If you were translating this approach to other languages like Java or C# though you proabably would throw exceptions to indicate failure e.g.

    interface Parser<A, B> { B parse(A input) throws ParseException; }
so I don't think your objection holds in general.

> I'd like you to define "strictly worse" here

I'm saying you would always prefer to be handed an instance of an `a` instead of a (Maybe a) since it's more precise. You can trivially construct a (Maybe a) from an a but you can't easily go in the other direction. You either need to produce a dfeault value or use a partial function like fromJust to obtain an 'a' from a 'Maybe a'. The motivation for the post is to show how using a more precise data type allow you to remove these from the rest of the code.

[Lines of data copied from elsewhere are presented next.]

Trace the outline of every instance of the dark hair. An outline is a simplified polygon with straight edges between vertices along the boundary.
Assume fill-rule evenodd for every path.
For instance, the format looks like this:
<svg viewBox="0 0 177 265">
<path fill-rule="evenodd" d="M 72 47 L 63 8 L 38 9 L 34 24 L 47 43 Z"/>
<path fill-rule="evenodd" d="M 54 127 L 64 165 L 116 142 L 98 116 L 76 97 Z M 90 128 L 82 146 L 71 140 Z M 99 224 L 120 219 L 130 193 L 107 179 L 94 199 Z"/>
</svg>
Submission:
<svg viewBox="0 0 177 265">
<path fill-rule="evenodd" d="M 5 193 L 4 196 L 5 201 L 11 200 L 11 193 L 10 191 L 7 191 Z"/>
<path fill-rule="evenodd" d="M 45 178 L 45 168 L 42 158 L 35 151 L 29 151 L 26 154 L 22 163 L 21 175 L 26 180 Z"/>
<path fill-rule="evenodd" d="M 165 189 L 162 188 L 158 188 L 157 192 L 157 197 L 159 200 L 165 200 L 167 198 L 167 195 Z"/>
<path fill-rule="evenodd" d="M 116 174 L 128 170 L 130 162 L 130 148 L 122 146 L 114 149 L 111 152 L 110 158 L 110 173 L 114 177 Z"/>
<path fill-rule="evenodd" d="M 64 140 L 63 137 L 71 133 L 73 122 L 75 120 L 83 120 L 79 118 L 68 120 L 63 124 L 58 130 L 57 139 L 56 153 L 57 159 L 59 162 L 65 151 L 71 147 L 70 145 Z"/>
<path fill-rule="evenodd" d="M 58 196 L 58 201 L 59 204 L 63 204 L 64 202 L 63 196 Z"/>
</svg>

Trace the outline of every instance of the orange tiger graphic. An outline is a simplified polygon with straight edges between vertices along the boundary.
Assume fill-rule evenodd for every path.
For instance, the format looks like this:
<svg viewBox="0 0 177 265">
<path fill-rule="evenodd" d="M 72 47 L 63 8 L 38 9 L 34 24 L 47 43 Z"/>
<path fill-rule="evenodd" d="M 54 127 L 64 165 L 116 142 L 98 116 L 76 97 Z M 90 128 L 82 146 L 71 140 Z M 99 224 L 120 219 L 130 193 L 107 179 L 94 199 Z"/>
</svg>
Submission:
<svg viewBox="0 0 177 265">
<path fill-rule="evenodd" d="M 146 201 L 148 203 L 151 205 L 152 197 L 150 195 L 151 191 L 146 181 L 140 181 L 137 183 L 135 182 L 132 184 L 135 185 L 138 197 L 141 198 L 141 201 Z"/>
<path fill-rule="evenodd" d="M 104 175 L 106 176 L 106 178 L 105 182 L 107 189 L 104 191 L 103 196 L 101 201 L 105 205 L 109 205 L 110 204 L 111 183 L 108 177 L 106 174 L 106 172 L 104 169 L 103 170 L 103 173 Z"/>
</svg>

> But why are variables in this scope (`main`) so important

The issue doesn't happen in main, it happens throughout the rest of the program. The high-level structure is something like:

    main :: IO ()
    main = do
      maybeDirs <- getConfigDirs
      maybeDirs >>= restOfProgram
main only has to handle the parse failure and report any errors which will look similar regardless of whether getConfigDirs has type Maybe (NonEmpty FilePath) or IO (NonEmpty FilePath) (and throws an exception). But the representation of the directory list could be used anywhere in restOfProgram. Given a chain of applications fun1 -> fun2 -> ... -> funN, if funN accesses the file list with head and receives a (Maybe FilePath) there are three options:

1. Use fromJust since the list should be non-empty 2. Produce a default value 3. Propagate the Maybe in the return type of funN

Option 1 is messy, 2 is also unlikely for a low-level function and 3 forces fun1 to fun (N - 1) to either handle or propagate the partiality. Yes using >>= and <=< etc. can hide this plumbing but can be made unnecessary in the first place.

    > I'm saying you would always prefer to be handed an instance of an `a` instead of a (Maybe a) since it's more precise.
I disagree with this. `Maybe a` is more precise because it more closely represents the actual system within which we are working. It is simply a fact that our configuration directories might not exist. It is only within the author's own head that they prefer a concrete type because they value being able to point to their variable and say, "look I have this value! It's right here!" in a procedural sense, more than adopting a more functional approach.

    > You can trivially construct a (Maybe a) from an a but you can't easily go in the other direction. You either need to produce a dfeault value or use a partial function like fromJust to obtain an 'a' from a 'Maybe a'
Again, the above is just not accurate! Or it is accurate in a very specific - "I want this particular value in this particular scope" - kind of way. Even in your example, we can be statically certain that `restOfProgram` will receive a value of type `[FilePath]`[0].

This is starting to feel like a waste of time. You are very much hung up on trying to defend the idea that using `Maybe` is something to be avoided. I understand where you are coming from. I really do. But you are simply not going to convince me because I prefer to model systems as a whole and I prefer to avoid doing extra gymnastics to solve already-solved problems. Throwing an exception? C'mon... we both know that example sucks.

My critique of the post really has nothing to do with choosing `Maybe` vs validating. My critique is that the author's code is utterly failing to exemplify parsing over validation! Using `Maybe` to chain parsers together in order to build an input would have been perfect. Unfortunately, they kind of mucked it up halfway through because they appear to be afraid of `Maybe`. It's a shame given that the post seems to have gotten around.

[0] This whole `NonEmpty` non-sense is a sideshow that's not worth discussing (other than to further illustrate how `Maybe` can be used to simplify multi-step parsing). What happens when you need the Nth element? You just keep re-defining the type to include more values? When we get to `NonEmpty6` I think maybe we will have realized we are on the wrong path. For our purposes it's better to think of `[FilePath]` as `Input` and not get bogged down in the specifics of its shape. The important bit is that it might not exist.